Duboisia myoporoides
Family: SOLANACEAE



Here’s a little plant I found flowering at Ravensbourne last week.






Corkwoods are slender little trees, growing to about 6m tall in the rainforest. Older trees have furrowed corky bark The leaves are dull, grey-green, and these little white flowers will be followed by juicy black berries which are eaten by birds such as topknot pigeons, figbirds, and catbirds.
The tree is quite common, tending to pop up in disturbed areas on the edges of rainforests, and spreads by root suckers. I imagine it is quite fast-growing, as such pioneer species tend to be.
The leaves were used as fish poison by aborigines. They are also poisonous to stock (and to people) but are valued as a commercial source of medicinal drugs.

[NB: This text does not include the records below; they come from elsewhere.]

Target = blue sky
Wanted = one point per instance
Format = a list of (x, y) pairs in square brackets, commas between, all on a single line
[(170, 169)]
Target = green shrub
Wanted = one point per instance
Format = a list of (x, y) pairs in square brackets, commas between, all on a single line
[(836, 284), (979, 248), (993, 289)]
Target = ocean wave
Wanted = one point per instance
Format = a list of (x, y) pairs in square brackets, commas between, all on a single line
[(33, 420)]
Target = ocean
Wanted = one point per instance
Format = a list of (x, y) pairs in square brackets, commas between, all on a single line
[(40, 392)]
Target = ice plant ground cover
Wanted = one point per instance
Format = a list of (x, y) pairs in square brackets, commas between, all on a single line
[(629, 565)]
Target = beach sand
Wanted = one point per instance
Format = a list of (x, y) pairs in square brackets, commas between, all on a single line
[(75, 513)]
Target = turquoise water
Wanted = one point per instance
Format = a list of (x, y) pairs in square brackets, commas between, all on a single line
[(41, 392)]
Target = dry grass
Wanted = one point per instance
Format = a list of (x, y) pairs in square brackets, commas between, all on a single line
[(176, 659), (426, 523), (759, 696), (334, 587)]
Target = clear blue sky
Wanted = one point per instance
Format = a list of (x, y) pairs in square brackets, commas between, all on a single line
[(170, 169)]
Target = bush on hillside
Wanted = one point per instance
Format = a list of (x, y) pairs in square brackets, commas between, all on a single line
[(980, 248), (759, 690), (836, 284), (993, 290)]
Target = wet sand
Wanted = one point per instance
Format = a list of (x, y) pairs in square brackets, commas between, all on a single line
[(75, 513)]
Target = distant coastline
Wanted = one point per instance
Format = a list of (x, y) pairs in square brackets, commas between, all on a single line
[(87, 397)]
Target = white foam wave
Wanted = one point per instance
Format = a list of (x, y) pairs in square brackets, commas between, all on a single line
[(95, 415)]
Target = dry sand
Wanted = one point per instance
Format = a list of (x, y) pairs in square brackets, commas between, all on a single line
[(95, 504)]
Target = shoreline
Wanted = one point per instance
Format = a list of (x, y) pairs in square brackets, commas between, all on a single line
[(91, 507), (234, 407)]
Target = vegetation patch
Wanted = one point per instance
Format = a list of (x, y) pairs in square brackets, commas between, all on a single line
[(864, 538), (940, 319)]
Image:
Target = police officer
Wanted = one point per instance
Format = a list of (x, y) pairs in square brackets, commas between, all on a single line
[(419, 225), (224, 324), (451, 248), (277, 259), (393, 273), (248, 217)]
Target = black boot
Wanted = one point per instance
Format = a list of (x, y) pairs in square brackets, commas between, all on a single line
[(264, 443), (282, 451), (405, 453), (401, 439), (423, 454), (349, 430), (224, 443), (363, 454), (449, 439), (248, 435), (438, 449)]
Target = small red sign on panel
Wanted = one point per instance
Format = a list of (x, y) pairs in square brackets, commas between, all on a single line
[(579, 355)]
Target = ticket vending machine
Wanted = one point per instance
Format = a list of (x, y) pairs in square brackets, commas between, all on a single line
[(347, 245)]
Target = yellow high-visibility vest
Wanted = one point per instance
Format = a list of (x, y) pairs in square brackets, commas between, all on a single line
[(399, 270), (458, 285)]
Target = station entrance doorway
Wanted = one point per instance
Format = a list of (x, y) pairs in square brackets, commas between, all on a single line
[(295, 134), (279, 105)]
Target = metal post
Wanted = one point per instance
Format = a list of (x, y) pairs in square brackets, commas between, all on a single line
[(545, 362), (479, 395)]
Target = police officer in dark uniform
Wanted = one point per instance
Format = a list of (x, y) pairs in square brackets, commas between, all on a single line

They have been used in medicines for travel sickness, and by eye specialists for dilating the pupils of the eyes, among other things. Workers handling the leaves are affected by the drug in them, which gives them a dry throat, headaches, and blurred vision, so handle this plant with caution, if at all!
A close relative of corkwoods, the western shrub Duboisia hopwoodii, is the source of the drug “pituri”, a narcotic which was widely used by aborigines before white settlement of this country. (The leaves were dried and mixed with the ash of wattle leaves, to make a mixture which was chewed.) It was regarded by them as a valuable trade item. Duboisia is related to tobacco, and the effects of pituri are apparently similar.
Don’t try chewing corkwood leaves, though. There is a real possibility of death resulting from even a small amount of it.
Although scientific study has found that populations of this plant from some areas are much less poisonous than those from others, it probably has no future as a garden ornamental!